The third annual Lloyds Bank housebuilding report, which surveys house-builders and their supply chain, assesses the state of the industry. It found that 68% of firms are already investing in modular housing techniques and 56% reported investing in panelised systems.
Reported motives include improved efficiency, ease of build, better construction standards and increased margins.
Investment in new building techniques has increased year-on-year from 20% of current annual turnover to 24% over five years.
Builders were also questions about the labour market and 31% said there was a skills shortage at a national level. A half of respondents said that the UK’s exit from the EU was exacerbating the skills shortage.
Almost seven in 10 firms (69%) of are investing in staff training but only 51% have apprenticeship programmes.
The research found that optimism about the future of the house-building industry remains positive. It gives it a score of 6.9 out of a maximum possible 10. Last year it was 7.2.
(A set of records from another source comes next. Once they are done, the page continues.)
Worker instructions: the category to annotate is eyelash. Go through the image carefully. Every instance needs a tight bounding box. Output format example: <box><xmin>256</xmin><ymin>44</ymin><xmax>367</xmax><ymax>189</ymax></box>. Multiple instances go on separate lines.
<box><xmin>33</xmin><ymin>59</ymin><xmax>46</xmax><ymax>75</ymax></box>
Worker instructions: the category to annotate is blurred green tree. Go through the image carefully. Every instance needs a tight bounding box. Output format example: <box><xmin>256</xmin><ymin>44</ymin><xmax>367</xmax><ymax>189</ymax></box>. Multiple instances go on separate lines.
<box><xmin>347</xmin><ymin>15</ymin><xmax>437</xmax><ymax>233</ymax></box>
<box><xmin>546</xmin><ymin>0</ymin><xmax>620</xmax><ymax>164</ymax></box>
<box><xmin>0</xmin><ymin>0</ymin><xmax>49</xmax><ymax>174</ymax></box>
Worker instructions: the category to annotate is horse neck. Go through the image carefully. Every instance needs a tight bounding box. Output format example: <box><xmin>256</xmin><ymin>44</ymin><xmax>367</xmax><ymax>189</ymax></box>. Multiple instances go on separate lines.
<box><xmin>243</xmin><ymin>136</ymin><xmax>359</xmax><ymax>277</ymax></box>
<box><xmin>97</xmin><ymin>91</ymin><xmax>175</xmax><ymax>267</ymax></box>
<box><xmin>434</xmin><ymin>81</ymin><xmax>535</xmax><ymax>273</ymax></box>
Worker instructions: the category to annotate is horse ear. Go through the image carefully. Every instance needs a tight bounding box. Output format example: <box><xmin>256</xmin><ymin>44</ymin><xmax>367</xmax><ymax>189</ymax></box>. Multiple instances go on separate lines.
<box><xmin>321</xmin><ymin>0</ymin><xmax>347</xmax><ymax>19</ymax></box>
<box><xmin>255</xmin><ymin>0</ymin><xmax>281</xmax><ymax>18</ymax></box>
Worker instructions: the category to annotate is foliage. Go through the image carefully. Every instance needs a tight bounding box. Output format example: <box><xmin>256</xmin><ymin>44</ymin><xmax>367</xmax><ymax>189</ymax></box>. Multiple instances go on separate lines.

Growth ambitions also remain strong with the sector collectively anticipating growth of 29% of current business turnover over the next five years, up from 28% last year.
House-builders expected to invest 31% of their current annual turnover back into their business over the next five years, still historically high but down slightly from 35% in the last report.
David Cleary, regional director and national head of housebuilding at Lloyds Bank Commercial Banking, said: “The housebuilding industry remains upbeat despite issues that have weighed down the sector for some time, including Brexit uncertainty, which is contributing to a skills shortage and inflating the cost of raw materials.
“It is reassuring to see the sector confronting these challenges head on by investing and planning for business growth, prioritising staff training and looking at more innovative new building techniques. This has the potential to boost productivity and, more importantly, increase the pipeline of new homes that the nation badly needs.”
Stewart Baseley, executive chairman of the Home Builders Federation said: “Whilst output is up an unprecedented 74% in the past four years, the industry faces some huge challenges as it strives to meet the housing needs of the country. House-builders are investing significantly to address these challenges and ensure the industry has the capacity and skills to deliver even more, high quality homes.”